Distinguem-se, assim, as pessoas naturais ou físicas – indivíduo humano atuando na esfera jurídica – das pessoas jurídicas – entidades coletivas que titularizam direitos e deveres.

Do ponto de vista ontológico, não se sustenta a tese normativista do ser humano não figurar como sujeito de direito (escravo), ante a existência do direito de inordinação e da licitude da conduta subjetiva, embora a Moral possa condená-la no plano psicológico, v.g., mau pensamento.

A personalidade natural pode sofrer, ainda, algumas limitações normativamente estipuladas nos casos de incapacidade, visto que alguns seres humanos não podem exercer pessoalmente certos atos da vida jurídica. A capacidade é, pois, a medida da personalidade, apresentando-se como um dos atributos da personalidade natural como o nome, o estado e o domicílio.

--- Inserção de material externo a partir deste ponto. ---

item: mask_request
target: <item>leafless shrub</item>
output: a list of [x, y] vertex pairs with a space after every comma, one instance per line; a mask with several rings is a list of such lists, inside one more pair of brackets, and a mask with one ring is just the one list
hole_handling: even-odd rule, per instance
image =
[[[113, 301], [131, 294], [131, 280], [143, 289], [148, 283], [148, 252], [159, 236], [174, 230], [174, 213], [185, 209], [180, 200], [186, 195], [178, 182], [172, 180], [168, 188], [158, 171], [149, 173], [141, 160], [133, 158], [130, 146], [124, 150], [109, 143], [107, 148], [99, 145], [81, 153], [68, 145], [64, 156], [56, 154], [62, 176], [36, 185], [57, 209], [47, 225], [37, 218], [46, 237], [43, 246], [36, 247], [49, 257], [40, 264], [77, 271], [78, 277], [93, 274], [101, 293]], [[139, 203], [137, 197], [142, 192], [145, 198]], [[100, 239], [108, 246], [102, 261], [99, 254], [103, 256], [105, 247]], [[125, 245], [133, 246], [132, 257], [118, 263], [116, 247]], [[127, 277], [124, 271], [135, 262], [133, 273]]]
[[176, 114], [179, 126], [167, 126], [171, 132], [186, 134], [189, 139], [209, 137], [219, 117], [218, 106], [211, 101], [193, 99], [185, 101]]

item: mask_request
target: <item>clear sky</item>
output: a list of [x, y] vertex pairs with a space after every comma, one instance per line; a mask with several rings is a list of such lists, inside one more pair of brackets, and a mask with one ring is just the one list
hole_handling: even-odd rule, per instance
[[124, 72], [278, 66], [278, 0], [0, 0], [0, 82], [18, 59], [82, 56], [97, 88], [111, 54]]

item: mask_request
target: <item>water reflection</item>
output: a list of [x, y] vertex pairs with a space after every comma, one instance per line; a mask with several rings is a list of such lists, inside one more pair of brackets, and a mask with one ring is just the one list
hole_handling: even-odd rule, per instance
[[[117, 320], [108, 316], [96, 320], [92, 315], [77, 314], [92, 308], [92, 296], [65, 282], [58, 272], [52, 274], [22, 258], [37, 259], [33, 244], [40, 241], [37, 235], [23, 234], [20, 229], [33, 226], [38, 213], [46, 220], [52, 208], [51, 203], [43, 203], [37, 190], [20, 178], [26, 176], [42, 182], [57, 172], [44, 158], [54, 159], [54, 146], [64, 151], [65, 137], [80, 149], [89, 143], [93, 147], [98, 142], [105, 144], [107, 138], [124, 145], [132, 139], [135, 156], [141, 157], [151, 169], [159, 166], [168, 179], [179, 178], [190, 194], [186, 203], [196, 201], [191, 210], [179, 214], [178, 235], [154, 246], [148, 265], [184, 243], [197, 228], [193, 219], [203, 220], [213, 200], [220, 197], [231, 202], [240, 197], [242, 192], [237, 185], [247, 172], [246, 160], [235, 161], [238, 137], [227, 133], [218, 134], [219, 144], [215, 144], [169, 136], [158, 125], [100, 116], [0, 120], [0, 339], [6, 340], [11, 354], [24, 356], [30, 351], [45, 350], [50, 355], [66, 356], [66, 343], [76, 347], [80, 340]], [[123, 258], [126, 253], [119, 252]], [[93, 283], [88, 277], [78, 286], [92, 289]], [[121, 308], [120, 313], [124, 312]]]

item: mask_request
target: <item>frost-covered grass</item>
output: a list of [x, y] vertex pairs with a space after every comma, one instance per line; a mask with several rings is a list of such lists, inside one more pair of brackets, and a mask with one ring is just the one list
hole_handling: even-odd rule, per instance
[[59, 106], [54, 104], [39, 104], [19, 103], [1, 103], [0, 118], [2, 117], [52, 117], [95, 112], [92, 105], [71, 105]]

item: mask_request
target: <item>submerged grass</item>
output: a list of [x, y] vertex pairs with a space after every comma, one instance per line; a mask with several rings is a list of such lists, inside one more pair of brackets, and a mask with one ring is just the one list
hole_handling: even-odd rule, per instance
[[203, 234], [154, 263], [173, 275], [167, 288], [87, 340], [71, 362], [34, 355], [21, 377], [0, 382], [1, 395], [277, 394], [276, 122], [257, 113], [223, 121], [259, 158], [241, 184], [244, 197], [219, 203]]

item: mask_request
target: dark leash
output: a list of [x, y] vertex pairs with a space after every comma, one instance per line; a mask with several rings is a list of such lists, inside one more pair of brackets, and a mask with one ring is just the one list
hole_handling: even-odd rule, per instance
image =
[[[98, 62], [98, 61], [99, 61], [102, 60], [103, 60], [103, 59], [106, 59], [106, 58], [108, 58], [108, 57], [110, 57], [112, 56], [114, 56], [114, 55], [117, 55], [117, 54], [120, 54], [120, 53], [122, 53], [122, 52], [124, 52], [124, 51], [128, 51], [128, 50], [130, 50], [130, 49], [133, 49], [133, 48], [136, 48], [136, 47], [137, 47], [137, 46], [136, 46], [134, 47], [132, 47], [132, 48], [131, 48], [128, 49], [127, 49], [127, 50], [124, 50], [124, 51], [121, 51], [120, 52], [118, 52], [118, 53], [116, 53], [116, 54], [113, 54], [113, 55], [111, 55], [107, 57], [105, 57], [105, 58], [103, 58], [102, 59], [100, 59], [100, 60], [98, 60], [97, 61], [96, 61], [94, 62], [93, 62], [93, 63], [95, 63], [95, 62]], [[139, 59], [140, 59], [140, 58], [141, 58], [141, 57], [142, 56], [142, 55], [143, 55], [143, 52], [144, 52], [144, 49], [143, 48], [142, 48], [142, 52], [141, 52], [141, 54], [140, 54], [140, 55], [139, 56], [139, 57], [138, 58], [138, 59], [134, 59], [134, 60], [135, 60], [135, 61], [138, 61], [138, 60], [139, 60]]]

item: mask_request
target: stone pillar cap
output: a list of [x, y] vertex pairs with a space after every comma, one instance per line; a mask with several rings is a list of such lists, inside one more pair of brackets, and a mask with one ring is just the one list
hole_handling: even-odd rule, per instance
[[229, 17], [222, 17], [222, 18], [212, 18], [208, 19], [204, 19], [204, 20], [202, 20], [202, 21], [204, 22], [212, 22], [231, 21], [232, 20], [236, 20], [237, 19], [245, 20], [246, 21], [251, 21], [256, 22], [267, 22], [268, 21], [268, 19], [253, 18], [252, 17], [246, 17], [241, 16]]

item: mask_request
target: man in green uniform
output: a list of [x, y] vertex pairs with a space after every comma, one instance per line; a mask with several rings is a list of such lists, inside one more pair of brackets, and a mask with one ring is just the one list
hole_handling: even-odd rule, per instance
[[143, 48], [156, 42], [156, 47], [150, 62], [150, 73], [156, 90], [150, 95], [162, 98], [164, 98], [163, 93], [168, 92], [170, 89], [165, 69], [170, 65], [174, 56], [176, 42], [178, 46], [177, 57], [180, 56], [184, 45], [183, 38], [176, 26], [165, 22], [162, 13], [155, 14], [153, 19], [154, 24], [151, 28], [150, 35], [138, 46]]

No tocante à natureza da pessoa jurídica, digladiam-se várias correntes de pensamento.

As teorias negadoras concluem pela inexistência das pessoas jurídicas, seja porque quem atua são os indivíduos humanos – teoria da mera aparência (Jhering), seja porque figura como uma propriedade coletiva (Planiol), seja porque não existe direito subjetivo e, pois, qualquer personalidade de direito, mas situações jurídicas subjetivas – teoria realista de Duguit.

As teorias da realidade abarcam fundamentações organicistas – pessoa jurídica como organismo similar aos seres humanos (Gierke), volitivas – pessoa jurídica como expressão de uma vontade coletiva (Zitelman) e objetivistas – pessoa jurídica como criação do direito objetivo (Ferrara).

Pela teoria da ficcção (Windscheid), os entes coletivos são considerados pessoas por ficcção legal, visto que não possuiriam vontade ao menos no mesmo sentido dos seres humanos.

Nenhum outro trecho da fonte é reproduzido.